Concernant le choix de l'Angleterre victorienne, il faut rappeler qu'à cette époque, le concept de classe ne dépend pas des moyens financiers d'une personne. Il se manifeste dans la façon de se comporter, le langage, les vêtements, l'éducation et les valeurs propres à chaque individu (Mitchell, 1996 : 17). Les différentes classes de la société évoluent dans des sphères différentes et ont recours à des pratiques variées dans les divers aspects de la vie quotidienne, comme l'heure des repas, la façon de faire la cour, etc. (Ibid.). Chaque classe a ses propres normes, lesquelles doivent être suivies par les membres de chaque classe. La société d'alors se divise en trois classes : les aristocrates (héritiers de titres et de terres), la classe moyenne (qui s'est développée durant cette période et qui regroupe une grande variété de personnes, comme les industriels, les pasteurs, les officiers de marine ou de l'armée de terre, les banquiers, etc.), et les ouvriers (qui gagnent leur vie grâce au travail physique). Le statut social fait partie de l'identité d'une personne et joue un rôle dans les relations et interactions courantes.
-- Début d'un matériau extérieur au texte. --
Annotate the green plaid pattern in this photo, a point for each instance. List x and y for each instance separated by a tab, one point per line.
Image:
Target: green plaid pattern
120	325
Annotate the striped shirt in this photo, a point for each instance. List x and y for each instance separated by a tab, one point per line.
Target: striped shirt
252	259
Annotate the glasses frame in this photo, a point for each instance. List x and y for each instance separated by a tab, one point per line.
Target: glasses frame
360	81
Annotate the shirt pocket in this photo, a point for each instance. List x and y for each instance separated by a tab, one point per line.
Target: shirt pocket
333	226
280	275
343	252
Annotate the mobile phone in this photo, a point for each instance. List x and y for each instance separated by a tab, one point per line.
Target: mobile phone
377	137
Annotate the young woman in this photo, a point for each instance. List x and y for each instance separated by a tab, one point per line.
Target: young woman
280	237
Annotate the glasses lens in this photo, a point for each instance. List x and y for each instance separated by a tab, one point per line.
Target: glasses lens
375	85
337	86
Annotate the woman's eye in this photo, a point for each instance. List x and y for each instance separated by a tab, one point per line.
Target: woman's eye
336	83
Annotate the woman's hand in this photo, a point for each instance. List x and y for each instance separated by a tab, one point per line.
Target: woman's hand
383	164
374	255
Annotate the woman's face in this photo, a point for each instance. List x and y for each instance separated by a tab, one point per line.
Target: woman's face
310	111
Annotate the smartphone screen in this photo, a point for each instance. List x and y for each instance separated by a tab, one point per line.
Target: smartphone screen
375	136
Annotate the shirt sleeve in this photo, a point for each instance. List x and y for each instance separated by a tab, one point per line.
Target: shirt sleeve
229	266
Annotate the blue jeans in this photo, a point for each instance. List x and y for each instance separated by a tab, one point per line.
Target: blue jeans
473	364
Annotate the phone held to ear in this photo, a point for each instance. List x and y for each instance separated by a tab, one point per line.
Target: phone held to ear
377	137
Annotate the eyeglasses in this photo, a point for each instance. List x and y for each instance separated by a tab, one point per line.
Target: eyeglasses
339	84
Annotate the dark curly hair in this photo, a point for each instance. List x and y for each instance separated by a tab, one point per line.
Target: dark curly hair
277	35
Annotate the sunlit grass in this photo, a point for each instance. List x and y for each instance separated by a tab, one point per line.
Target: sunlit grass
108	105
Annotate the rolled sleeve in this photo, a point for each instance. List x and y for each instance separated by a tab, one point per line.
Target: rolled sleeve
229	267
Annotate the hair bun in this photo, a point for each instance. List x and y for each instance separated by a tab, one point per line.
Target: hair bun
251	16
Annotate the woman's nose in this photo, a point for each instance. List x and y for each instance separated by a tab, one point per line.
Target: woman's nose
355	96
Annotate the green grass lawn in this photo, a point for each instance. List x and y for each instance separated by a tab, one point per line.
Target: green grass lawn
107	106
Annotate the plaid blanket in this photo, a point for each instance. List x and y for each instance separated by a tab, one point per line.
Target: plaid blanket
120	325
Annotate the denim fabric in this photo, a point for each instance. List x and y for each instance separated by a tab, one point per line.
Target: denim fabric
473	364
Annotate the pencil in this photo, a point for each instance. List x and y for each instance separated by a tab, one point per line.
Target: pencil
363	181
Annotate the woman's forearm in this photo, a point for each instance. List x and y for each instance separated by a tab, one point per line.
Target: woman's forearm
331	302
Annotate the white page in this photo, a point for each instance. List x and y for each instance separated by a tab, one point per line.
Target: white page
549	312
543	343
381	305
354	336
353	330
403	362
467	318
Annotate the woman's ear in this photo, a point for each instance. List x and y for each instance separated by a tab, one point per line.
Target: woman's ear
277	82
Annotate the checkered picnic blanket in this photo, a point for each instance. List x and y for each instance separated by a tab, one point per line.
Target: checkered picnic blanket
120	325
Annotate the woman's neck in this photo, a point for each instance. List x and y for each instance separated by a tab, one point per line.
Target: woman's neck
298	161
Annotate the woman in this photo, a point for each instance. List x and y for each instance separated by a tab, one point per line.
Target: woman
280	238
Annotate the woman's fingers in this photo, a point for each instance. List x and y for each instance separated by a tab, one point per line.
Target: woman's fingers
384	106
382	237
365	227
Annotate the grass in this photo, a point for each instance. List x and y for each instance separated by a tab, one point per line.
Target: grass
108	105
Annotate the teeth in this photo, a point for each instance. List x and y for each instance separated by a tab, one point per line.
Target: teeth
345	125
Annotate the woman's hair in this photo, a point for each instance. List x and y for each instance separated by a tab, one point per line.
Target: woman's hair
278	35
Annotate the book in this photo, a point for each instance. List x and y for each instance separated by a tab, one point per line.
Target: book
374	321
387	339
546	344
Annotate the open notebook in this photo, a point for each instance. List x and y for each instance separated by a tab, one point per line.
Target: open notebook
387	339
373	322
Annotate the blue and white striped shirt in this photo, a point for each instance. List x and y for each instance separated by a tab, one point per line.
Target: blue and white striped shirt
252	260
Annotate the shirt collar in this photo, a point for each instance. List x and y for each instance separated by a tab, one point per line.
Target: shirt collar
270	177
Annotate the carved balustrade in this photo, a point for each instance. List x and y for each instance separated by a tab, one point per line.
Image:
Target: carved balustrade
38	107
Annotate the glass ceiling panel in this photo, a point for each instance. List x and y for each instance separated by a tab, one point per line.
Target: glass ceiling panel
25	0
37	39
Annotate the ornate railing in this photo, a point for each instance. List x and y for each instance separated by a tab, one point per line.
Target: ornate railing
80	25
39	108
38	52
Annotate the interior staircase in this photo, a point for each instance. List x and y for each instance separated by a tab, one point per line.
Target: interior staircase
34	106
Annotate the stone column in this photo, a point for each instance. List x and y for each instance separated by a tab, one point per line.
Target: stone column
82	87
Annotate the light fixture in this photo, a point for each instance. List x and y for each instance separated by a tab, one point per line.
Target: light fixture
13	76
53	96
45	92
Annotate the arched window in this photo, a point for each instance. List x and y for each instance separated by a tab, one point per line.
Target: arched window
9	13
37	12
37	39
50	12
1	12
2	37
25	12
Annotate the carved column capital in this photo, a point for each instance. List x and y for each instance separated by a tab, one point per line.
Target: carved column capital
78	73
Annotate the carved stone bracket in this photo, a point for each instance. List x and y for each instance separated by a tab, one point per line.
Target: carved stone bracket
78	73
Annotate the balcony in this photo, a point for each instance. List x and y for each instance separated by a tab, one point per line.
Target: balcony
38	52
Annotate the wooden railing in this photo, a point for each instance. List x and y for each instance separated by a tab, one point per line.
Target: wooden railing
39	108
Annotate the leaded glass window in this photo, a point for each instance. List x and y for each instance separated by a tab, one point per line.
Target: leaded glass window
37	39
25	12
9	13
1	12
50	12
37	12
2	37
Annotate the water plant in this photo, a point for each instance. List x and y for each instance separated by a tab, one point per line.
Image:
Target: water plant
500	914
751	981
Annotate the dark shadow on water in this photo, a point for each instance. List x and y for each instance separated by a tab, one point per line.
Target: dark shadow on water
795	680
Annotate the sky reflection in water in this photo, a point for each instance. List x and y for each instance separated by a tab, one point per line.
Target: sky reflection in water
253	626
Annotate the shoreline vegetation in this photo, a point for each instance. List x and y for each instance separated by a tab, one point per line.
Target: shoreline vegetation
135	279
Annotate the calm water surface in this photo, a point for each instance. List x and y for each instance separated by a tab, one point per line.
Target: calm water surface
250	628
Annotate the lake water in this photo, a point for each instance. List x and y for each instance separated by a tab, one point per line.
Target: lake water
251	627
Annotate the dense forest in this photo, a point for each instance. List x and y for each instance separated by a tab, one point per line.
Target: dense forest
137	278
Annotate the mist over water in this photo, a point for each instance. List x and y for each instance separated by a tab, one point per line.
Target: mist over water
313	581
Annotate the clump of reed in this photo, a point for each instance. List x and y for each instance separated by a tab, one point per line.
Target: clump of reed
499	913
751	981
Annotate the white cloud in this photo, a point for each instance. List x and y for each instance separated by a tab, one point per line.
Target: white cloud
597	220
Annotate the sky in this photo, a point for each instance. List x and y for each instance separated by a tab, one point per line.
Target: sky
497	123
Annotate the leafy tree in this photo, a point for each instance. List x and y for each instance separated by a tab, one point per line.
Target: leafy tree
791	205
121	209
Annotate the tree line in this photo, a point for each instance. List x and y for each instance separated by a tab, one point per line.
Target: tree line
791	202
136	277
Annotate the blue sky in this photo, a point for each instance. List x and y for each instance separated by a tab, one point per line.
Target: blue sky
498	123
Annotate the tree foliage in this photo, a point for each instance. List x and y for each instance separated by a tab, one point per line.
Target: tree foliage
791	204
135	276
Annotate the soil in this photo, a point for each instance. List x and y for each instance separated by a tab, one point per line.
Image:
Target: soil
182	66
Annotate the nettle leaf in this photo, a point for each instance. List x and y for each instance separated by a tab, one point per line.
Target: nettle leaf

Les habitudes langagières font partie des nombreuses manières de distinguer les individus dans une société donnée. Parmi ces pratiques se trouvent les termes d'adresse. Les personnes de rang supérieur, appartenant à la haute société, s'expriment généralement différemment de celles de rang inférieur, comme les travailleurs ou les domestiques1. Bien évidemment, les multiples manières de s'adresser à autrui diffèrent de celles d'aujourd'hui.

1. Il faut tout de même préciser que les domestiques sont censés être un peu plus éduqués que les prolétaires, puisqu'ils côtoient quotidiennement leurs employeurs qui souhaitent avoir sous leurs ordres des personnes connaissant les bonnes manières, et sachant bien se comporter en société, comme, par exemple, lors de réceptions.